Practical support matters too. Top centers offer financial counseling, social work services, patient navigation programs, and connections to legal resources for patients whose mesothelioma is linked to asbestos exposure. Many patients are eligible for asbestos trust fund compensation or legal settlements, and the social work teams at specialized centers can help facilitate those referrals.

If you can't travel to a major center for ongoing treatment, a hybrid approach is worth discussing with your oncologist. Many patients receive their surgical evaluation and treatment planning at a high-volume center, then return to a local oncologist for chemotherapy infusions or immunotherapy maintenance. Telemedicine consultations, now widely available at NCI-designated centers following the expansion during the COVID-19 pandemic, make it easier to maintain a relationship with a mesothelioma specialist without repeated long-distance travel.

'The most important thing patients can do is get a second opinion at a center that sees mesothelioma regularly,' said Dr. Hedy Kindler, director of the mesothelioma program at the University of Chicago Medicine and a lead investigator on multiple mesothelioma trials. 'The treatment landscape has changed dramatically in five years, and not every oncologist has kept pace with those changes.'

Medical Disclaimer: This content is for informational purposes only and is not a substitute for professional medical advice, diagnosis, or treatment. Always seek the advice of your physician or other qualified health provider.

Frequently Asked Questions

How do I find a mesothelioma treatment center near me?

The NCI's website at cancer.gov maintains a searchable directory of all 71 NCI-designated cancer centers organized by state. You can also call the NCI Cancer Information Service at 1-800-4-CANCER for personalized guidance. Many patients also work with mesothelioma patient advocacy organizations like the Mesothelioma Applied Research Foundation (MARF), which maintains a physician directory and can help identify specialists in your region.

Does insurance cover treatment at a specialized mesothelioma center?

Most major insurance plans, including Medicare and Medicaid, cover treatment at NCI-designated cancer centers. However, travel, lodging, and some clinical trial costs may not be covered. The social work and financial counseling teams at specialized centers can help you navigate insurance authorization, identify co-pay assistance programs, and connect you with organizations like the Patient Advocate Foundation that offer financial support.

Is it worth traveling far for mesothelioma treatment?

For many patients, yes. Research consistently shows that surgical outcomes and survival are better at high-volume centers. If you're a potential surgical candidate or interested in clinical trials, traveling to a specialized center for evaluation is strongly recommended by organizations including the NCI and the American Society of Clinical Oncology (ASCO). A hybrid model, where you receive your surgery or complex procedures at a major center and routine chemotherapy locally, is a practical option for many families.

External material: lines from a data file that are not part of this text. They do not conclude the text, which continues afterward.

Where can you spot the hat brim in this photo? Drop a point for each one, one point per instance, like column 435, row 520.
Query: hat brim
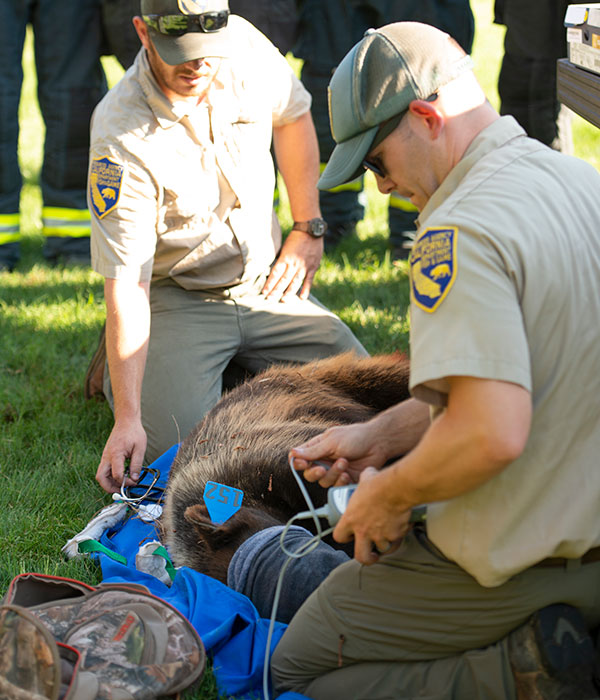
column 345, row 163
column 192, row 45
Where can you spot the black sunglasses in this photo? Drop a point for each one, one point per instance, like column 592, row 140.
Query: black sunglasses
column 367, row 165
column 178, row 25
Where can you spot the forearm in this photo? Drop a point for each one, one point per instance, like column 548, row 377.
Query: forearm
column 297, row 153
column 472, row 441
column 483, row 429
column 127, row 332
column 400, row 428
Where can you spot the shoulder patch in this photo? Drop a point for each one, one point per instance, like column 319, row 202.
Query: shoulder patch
column 106, row 177
column 433, row 266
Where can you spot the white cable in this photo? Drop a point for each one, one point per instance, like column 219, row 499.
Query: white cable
column 302, row 551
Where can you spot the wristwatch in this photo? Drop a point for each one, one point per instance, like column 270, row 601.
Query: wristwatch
column 315, row 227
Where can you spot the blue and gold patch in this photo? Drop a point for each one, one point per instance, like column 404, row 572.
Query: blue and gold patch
column 106, row 177
column 433, row 266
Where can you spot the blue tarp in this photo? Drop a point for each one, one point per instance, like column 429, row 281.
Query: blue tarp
column 232, row 631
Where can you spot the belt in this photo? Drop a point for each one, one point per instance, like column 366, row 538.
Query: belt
column 590, row 556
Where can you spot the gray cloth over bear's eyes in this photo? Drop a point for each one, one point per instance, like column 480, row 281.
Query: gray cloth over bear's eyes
column 254, row 570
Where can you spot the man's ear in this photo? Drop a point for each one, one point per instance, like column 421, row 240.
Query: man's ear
column 429, row 116
column 142, row 30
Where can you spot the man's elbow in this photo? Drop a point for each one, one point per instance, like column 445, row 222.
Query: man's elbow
column 500, row 449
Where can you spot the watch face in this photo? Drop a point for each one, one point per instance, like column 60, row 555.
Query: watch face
column 318, row 227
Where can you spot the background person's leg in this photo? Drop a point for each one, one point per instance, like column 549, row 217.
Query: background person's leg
column 14, row 16
column 71, row 82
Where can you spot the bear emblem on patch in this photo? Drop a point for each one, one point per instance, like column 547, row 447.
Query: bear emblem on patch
column 433, row 266
column 105, row 181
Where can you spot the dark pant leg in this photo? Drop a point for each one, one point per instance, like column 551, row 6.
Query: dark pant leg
column 13, row 23
column 327, row 31
column 71, row 81
column 535, row 39
column 120, row 37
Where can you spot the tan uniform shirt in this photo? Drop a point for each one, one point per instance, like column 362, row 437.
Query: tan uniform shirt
column 505, row 283
column 186, row 192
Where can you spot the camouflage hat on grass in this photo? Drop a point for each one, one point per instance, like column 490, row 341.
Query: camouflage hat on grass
column 184, row 30
column 377, row 80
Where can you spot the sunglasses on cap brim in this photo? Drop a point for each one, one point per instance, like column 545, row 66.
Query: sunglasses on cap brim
column 178, row 25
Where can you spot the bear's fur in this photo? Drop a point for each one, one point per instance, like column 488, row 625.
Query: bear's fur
column 244, row 442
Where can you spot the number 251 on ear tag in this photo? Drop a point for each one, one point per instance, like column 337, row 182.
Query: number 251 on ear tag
column 221, row 501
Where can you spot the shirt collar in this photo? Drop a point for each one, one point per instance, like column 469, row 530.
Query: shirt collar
column 498, row 133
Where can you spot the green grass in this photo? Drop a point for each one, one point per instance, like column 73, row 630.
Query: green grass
column 51, row 439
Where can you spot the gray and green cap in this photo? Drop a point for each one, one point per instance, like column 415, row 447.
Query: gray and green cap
column 193, row 44
column 377, row 80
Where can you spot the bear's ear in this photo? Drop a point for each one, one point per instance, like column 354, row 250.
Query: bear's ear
column 214, row 535
column 198, row 515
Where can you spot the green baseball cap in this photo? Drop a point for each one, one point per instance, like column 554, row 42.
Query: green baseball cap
column 184, row 30
column 377, row 80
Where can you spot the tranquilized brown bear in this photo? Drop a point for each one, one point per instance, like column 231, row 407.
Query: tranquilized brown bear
column 244, row 442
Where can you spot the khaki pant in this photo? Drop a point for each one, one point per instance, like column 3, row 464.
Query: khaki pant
column 416, row 625
column 195, row 335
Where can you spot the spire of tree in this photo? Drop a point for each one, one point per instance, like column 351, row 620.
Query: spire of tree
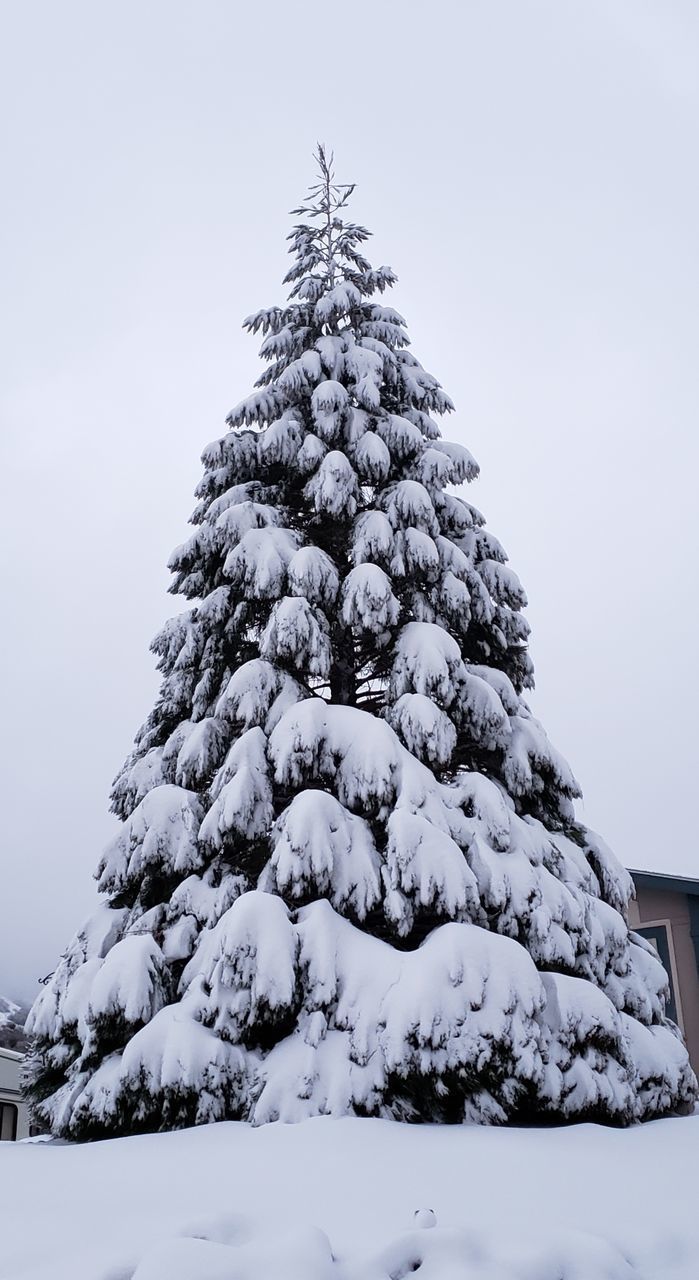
column 348, row 874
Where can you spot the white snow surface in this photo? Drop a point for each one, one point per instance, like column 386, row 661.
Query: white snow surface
column 355, row 1200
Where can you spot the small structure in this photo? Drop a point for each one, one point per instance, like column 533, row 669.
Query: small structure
column 14, row 1116
column 666, row 912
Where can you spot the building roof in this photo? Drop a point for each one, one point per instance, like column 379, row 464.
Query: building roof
column 661, row 880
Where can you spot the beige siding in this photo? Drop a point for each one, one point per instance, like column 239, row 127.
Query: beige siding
column 656, row 906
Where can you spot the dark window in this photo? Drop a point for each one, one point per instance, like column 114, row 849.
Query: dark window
column 657, row 936
column 8, row 1121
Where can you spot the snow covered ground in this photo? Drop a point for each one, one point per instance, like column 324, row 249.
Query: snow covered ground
column 337, row 1200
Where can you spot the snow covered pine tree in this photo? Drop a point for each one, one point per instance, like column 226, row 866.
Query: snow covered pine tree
column 350, row 877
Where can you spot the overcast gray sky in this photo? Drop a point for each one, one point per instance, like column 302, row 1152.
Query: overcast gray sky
column 529, row 169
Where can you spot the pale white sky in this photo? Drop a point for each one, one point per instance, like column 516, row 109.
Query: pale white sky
column 529, row 169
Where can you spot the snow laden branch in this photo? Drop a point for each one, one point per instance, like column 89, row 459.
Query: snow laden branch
column 348, row 874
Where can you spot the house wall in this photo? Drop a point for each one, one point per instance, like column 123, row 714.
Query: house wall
column 659, row 905
column 10, row 1065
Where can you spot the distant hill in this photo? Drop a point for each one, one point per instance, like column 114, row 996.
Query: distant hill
column 12, row 1024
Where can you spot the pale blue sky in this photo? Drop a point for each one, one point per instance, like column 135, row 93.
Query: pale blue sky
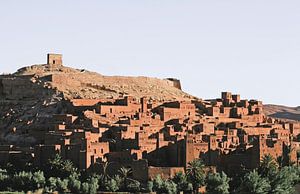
column 251, row 47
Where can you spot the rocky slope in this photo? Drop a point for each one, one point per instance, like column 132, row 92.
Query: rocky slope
column 74, row 83
column 29, row 97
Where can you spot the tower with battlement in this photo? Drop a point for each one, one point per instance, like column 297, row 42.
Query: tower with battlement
column 54, row 60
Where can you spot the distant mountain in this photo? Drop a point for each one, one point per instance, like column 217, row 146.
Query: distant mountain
column 282, row 112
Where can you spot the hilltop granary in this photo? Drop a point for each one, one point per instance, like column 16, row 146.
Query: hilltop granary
column 152, row 136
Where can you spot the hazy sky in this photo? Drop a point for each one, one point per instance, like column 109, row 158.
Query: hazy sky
column 251, row 47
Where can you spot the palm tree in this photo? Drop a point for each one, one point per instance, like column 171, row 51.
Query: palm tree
column 125, row 173
column 196, row 174
column 255, row 184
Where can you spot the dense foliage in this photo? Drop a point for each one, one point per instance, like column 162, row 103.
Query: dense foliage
column 61, row 176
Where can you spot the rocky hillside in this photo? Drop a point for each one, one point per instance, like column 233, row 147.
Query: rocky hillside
column 74, row 83
column 282, row 112
column 29, row 97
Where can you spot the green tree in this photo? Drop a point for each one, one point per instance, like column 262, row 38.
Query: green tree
column 217, row 183
column 164, row 186
column 38, row 180
column 90, row 186
column 268, row 167
column 124, row 174
column 22, row 181
column 196, row 174
column 180, row 179
column 255, row 184
column 112, row 185
column 4, row 179
column 62, row 185
column 51, row 185
column 74, row 183
column 285, row 180
column 57, row 167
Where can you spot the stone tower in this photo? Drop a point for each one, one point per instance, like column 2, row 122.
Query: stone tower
column 54, row 60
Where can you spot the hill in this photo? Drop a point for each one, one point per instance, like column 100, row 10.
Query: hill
column 30, row 96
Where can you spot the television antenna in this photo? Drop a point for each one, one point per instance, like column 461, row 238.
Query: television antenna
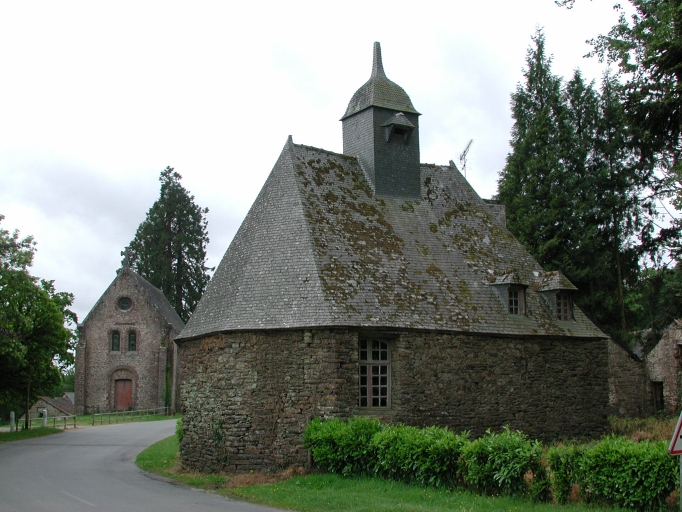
column 463, row 158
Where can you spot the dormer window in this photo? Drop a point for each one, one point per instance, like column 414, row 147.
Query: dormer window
column 558, row 292
column 511, row 290
column 564, row 306
column 516, row 300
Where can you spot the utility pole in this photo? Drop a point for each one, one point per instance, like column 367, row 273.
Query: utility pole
column 28, row 405
column 463, row 158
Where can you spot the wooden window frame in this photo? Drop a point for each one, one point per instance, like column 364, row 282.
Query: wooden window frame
column 132, row 341
column 374, row 373
column 564, row 306
column 115, row 341
column 516, row 300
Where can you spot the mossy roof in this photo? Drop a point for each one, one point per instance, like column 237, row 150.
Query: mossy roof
column 319, row 249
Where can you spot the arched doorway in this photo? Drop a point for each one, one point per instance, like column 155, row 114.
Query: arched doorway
column 123, row 393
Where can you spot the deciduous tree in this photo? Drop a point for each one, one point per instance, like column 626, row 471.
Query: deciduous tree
column 35, row 337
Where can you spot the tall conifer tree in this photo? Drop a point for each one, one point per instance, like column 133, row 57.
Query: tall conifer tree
column 169, row 248
column 532, row 177
column 575, row 193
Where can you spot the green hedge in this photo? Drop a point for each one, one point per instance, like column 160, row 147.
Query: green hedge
column 615, row 471
column 342, row 447
column 507, row 462
column 426, row 456
column 626, row 474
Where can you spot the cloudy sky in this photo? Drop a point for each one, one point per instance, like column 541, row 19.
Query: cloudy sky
column 97, row 98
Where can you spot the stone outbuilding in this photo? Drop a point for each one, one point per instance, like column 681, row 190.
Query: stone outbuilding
column 368, row 283
column 54, row 406
column 125, row 358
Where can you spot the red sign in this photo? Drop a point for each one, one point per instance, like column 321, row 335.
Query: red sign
column 675, row 447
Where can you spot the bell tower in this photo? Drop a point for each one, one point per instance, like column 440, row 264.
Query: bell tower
column 381, row 128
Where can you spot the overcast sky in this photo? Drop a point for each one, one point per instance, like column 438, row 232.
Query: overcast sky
column 97, row 98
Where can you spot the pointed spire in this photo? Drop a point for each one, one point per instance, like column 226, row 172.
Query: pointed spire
column 377, row 64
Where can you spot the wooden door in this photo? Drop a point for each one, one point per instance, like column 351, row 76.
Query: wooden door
column 123, row 394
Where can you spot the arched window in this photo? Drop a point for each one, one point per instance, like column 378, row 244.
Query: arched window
column 115, row 341
column 132, row 340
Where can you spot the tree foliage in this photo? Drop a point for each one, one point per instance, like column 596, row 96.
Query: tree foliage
column 169, row 247
column 575, row 193
column 35, row 337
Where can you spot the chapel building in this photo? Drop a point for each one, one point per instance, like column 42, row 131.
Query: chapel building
column 125, row 358
column 368, row 283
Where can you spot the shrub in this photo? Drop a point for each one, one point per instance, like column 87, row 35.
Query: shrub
column 428, row 456
column 627, row 474
column 342, row 447
column 179, row 432
column 507, row 462
column 563, row 463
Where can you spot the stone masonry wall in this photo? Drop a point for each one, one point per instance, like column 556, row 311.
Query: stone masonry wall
column 248, row 396
column 663, row 364
column 97, row 366
column 627, row 383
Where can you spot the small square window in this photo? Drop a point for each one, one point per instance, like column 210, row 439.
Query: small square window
column 374, row 374
column 115, row 341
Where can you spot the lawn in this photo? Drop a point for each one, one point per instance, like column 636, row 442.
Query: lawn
column 331, row 493
column 6, row 437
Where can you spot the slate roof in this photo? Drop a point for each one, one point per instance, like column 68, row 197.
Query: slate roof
column 379, row 91
column 155, row 296
column 59, row 402
column 318, row 249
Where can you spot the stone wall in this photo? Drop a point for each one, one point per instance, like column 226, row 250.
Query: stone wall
column 98, row 366
column 248, row 396
column 663, row 365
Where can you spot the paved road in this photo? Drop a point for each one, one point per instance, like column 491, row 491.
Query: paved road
column 93, row 469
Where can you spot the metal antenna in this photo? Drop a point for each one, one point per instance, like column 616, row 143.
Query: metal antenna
column 463, row 158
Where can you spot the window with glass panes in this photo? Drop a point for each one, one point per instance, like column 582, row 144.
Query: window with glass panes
column 515, row 296
column 563, row 306
column 132, row 340
column 115, row 341
column 375, row 372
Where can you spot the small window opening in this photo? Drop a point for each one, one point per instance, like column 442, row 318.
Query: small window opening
column 515, row 301
column 564, row 306
column 374, row 373
column 115, row 341
column 657, row 391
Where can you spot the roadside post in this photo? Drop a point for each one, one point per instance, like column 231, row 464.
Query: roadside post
column 675, row 448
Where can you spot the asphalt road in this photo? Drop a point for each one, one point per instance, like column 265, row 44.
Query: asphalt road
column 93, row 469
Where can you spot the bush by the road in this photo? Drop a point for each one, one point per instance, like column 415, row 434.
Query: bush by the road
column 615, row 471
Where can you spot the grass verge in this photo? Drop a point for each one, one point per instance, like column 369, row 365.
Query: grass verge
column 19, row 435
column 331, row 493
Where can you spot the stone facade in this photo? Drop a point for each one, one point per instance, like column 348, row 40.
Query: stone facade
column 258, row 390
column 627, row 383
column 341, row 252
column 663, row 371
column 144, row 357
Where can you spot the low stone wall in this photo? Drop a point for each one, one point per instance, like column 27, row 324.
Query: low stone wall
column 247, row 397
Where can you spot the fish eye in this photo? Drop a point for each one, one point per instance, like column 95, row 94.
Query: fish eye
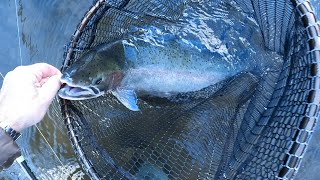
column 98, row 81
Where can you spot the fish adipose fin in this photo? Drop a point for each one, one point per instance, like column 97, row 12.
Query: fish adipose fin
column 127, row 97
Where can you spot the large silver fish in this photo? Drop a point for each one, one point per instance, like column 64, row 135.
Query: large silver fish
column 125, row 69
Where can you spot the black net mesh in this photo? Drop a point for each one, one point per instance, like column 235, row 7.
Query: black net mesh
column 249, row 126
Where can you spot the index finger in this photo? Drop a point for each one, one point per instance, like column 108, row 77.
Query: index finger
column 43, row 70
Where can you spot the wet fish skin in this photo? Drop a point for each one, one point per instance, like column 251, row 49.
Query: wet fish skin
column 96, row 72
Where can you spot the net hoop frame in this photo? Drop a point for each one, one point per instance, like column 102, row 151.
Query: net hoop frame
column 303, row 10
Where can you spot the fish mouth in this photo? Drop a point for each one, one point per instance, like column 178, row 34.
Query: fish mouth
column 73, row 92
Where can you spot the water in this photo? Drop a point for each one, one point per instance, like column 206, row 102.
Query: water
column 44, row 28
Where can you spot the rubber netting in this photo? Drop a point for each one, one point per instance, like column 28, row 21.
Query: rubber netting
column 248, row 127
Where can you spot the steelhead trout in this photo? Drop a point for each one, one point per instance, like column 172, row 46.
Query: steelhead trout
column 128, row 69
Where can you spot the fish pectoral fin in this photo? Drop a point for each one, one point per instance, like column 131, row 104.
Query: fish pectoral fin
column 128, row 98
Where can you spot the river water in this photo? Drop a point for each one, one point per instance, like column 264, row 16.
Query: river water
column 44, row 28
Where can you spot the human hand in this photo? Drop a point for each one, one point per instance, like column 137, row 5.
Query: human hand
column 26, row 94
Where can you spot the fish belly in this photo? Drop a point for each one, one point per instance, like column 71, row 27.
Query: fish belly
column 164, row 83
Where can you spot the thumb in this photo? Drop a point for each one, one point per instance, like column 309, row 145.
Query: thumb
column 50, row 88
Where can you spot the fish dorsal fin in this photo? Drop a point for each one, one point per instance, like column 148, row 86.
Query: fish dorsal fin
column 127, row 97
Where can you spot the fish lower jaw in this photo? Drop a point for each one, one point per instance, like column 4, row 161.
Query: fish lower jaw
column 77, row 93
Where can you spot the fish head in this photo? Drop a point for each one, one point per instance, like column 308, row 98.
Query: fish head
column 92, row 75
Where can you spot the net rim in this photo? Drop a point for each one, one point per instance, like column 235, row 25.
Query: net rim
column 303, row 10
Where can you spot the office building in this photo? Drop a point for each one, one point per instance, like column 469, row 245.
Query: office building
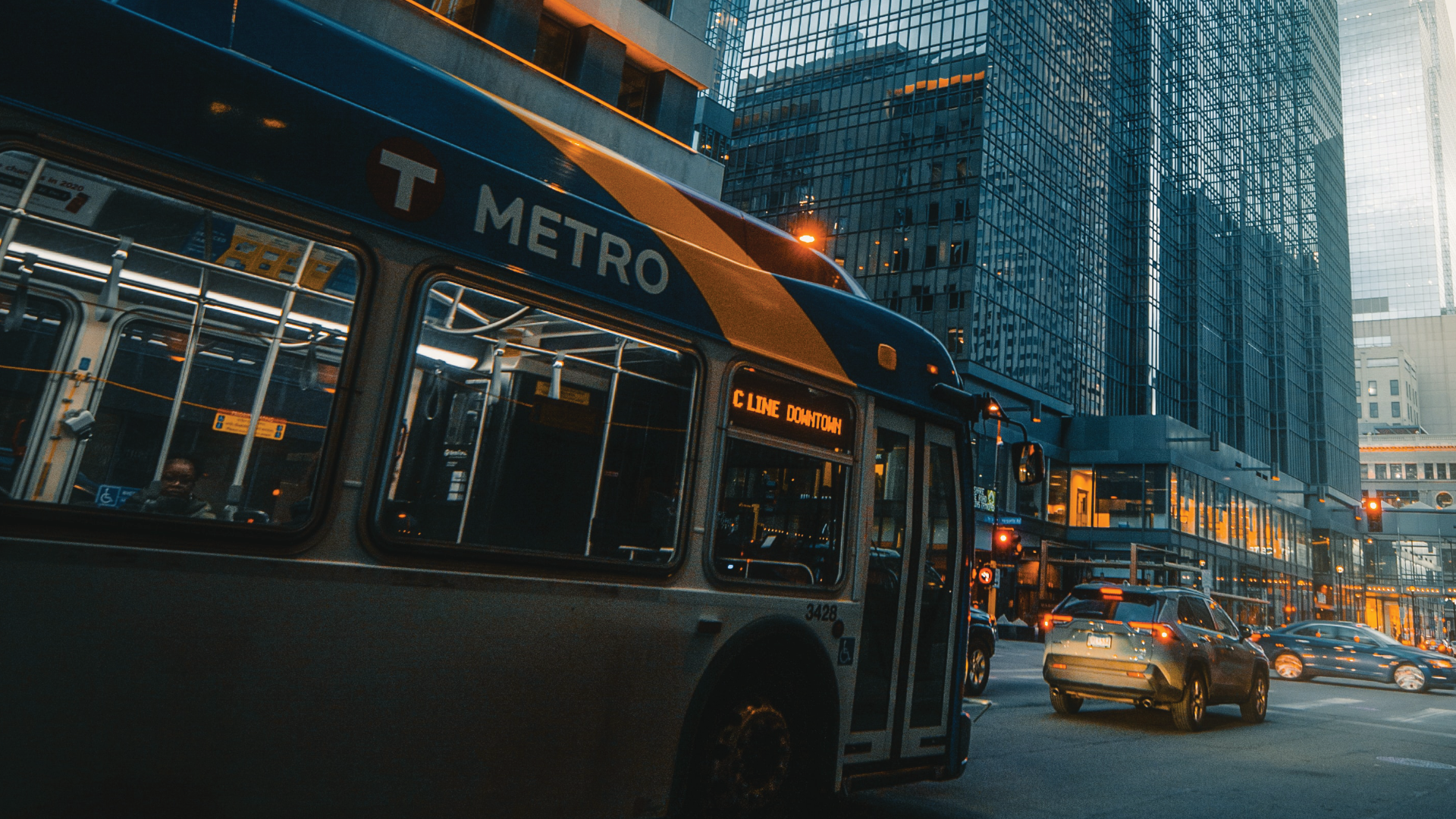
column 1130, row 224
column 1388, row 392
column 622, row 74
column 1398, row 80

What questions should I ask when evaluating a mesothelioma center?

Ask how many mesothelioma cases the center treats each year, whether they have a dedicated multidisciplinary tumor board for mesothelioma, what clinical trials are currently enrolling, and whether they offer integrated palliative care. Ask specifically about the surgeon's annual volume for EPP and P/D procedures, and whether the center performs HIPEC for peritoneal disease. A center that can't answer these questions with specific numbers may not have the specialized experience you need.

Are there specialized mesothelioma centers outside the United States?

Yes. The United Kingdom's Royal Brompton Hospital in London and Wythenshawe Hospital in Manchester are recognized European centers for pleural mesothelioma. In Australia, the National Centre for Asbestos Related Diseases (NCARD) coordinates research and clinical care across multiple institutions. Germany's Thoraxklinik Heidelberg has published extensively on multimodal mesothelioma treatment. International patients seeking U.S. care can apply for evaluation at most NCI-designated centers regardless of citizenship.